The folly façade of The Jungle, built about 1820 for Samuel Russell Collett in the form of a sham castle.

MATERIALS: the façade is built of overburnt brick rubble with timber and stone dressings.

PLAN: the frontage of the Jungle is situated to the west side of the building and is orientated on a north-south axis. The building to the rear of the façade is not included in this List entry.

EXTERIOR: the folly facade of The Jungle is in the form of a sham castle set over two storeys and is roughly crenelated, with square and half round turrets at either end. The square, south turret has arrow slits. The north, half round turret has pointed arch windows with sashes complete with glazing bars. In the centre is a bowed porch featuring a low, teardrop shaped door. To the left of the porch is a doorway through a pointed stone arch. The window and door frames between the turrets are made of oak branches forming rough gothick ogee arches with crazed leaded lights within Y-bars. The branches forming the frame of the window above the porch join at the sill forming an oval shape.
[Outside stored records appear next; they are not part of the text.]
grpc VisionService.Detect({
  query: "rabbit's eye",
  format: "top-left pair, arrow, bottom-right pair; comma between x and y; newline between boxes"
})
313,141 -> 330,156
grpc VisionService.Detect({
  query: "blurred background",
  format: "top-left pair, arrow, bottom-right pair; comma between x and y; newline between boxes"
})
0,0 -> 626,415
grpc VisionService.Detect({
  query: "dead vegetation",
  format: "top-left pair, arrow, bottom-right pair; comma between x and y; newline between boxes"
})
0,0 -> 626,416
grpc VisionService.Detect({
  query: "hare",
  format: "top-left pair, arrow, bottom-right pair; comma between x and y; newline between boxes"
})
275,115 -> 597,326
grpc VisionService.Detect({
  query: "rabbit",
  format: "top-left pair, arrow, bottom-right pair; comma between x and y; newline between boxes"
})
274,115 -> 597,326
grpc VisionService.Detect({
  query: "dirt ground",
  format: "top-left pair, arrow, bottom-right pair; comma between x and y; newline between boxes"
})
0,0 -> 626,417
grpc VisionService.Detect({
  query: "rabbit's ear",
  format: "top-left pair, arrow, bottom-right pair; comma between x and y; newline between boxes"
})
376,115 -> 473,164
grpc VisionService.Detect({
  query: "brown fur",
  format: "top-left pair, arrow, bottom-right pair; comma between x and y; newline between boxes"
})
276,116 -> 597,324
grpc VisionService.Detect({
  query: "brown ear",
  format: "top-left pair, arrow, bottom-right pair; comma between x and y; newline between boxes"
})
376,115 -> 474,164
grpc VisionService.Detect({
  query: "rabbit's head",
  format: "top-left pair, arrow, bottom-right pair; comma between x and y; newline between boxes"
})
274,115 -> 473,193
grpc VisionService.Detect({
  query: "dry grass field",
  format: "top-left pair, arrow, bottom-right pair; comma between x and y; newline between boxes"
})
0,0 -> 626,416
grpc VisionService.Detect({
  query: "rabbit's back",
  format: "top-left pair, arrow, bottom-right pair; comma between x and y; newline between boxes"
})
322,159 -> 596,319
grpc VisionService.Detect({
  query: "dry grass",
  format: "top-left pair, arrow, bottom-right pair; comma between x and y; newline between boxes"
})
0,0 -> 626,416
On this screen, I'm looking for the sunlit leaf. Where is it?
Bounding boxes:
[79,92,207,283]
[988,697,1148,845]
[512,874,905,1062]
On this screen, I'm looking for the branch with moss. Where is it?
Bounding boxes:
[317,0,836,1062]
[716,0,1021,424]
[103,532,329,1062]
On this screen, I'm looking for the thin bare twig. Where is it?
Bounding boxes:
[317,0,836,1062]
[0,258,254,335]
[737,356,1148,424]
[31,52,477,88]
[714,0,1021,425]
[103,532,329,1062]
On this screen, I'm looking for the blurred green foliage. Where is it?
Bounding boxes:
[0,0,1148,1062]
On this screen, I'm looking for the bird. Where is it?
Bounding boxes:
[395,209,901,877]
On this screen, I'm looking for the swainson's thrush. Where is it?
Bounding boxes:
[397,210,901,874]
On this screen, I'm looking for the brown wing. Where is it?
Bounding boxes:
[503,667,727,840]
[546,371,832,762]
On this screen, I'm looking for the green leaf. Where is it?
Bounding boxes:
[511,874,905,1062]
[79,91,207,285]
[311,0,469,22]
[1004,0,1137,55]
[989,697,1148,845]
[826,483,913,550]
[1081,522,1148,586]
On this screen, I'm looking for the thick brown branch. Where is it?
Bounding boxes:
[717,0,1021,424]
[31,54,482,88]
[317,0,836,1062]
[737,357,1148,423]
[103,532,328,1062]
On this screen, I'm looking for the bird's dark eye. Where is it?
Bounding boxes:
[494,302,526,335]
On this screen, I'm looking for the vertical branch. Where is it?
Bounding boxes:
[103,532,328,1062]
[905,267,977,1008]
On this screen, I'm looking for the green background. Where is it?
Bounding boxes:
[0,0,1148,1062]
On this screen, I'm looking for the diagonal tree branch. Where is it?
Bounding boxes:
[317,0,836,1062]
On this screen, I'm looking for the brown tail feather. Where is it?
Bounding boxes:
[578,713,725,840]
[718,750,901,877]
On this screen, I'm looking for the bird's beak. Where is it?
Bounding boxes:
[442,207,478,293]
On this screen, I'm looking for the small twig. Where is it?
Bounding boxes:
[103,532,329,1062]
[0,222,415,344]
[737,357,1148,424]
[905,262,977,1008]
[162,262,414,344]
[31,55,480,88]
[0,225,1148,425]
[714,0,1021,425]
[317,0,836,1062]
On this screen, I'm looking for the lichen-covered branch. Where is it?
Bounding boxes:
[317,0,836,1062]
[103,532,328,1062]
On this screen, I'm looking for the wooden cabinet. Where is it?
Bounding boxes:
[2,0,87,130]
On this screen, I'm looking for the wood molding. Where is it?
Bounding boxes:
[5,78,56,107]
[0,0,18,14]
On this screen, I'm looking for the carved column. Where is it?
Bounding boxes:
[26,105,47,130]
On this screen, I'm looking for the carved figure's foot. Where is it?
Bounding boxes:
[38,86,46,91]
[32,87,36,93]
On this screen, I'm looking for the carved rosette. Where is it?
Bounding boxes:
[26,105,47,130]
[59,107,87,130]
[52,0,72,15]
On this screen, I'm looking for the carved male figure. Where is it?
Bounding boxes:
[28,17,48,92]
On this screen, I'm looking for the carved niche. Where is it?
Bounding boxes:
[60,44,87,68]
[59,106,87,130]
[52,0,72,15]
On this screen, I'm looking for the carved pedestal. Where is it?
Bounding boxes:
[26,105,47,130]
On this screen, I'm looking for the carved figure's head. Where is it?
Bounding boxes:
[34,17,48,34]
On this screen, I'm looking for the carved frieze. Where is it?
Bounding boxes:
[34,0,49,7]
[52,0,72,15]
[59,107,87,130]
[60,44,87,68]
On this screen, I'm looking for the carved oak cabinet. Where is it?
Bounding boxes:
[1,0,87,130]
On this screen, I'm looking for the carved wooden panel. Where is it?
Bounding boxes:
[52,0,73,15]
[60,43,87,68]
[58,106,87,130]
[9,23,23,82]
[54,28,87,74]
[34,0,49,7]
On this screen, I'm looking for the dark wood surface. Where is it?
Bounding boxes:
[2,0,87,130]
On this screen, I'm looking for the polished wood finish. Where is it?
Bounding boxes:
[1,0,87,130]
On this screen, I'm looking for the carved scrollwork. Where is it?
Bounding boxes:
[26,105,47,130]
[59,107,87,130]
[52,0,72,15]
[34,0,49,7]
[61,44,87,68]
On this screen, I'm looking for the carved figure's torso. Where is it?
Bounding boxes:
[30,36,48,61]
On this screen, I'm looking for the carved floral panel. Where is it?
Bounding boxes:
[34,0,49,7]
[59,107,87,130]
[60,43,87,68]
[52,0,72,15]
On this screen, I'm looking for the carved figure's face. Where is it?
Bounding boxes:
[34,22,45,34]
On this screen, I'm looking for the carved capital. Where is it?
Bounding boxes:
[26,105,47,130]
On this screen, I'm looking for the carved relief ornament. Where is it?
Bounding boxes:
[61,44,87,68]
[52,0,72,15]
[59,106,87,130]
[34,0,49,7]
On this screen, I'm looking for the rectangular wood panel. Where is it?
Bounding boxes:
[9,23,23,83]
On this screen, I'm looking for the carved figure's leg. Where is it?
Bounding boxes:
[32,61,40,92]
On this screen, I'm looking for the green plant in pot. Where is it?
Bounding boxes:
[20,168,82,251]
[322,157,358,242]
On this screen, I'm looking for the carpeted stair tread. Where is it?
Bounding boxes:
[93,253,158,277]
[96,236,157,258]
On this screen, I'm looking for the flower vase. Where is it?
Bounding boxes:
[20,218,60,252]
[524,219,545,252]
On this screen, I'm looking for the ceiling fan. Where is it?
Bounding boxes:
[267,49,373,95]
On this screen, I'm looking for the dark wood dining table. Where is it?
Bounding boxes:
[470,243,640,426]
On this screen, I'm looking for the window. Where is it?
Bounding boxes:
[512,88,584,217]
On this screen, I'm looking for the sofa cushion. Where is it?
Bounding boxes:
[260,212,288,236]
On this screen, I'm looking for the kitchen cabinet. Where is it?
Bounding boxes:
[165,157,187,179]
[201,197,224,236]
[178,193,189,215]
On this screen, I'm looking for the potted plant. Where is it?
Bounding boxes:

The Jungle was built in the early C19 for Samuel Russell Collett. It was composed of a brick farmhouse which featured a picturesque façade in the form of a ruinous castle. The house was described in an account by Major-General Lofts in 1826, who noted that Collett had established a small private zoo in the parkland around the Jungle where he kept deer, buffalo, pheasants and kangaroos.

By the end of the C19 the building was composed of a roughly rectangular block orientated on a north-south axis, with ancillary wings projecting north-east. This form appears to have changed very little until the late C20 when the house behind the west façade was demolished. A new mansion was built behind the folly in 1976 (not included in the listing).

Reasons for Listing

The folly façade to The Jungle is listed at Grade II* for the following principal reasons:

Architectural Interest:
* For its unusual and whimsical design in the form of a sham castle;
* For its skilful design, construction and craftsmanship which gives the intentional impression of a romantic ruin.
Historic Interest:
* For its survival as a rare example of an early-C19 picturesque folly facade fronting a dwelling.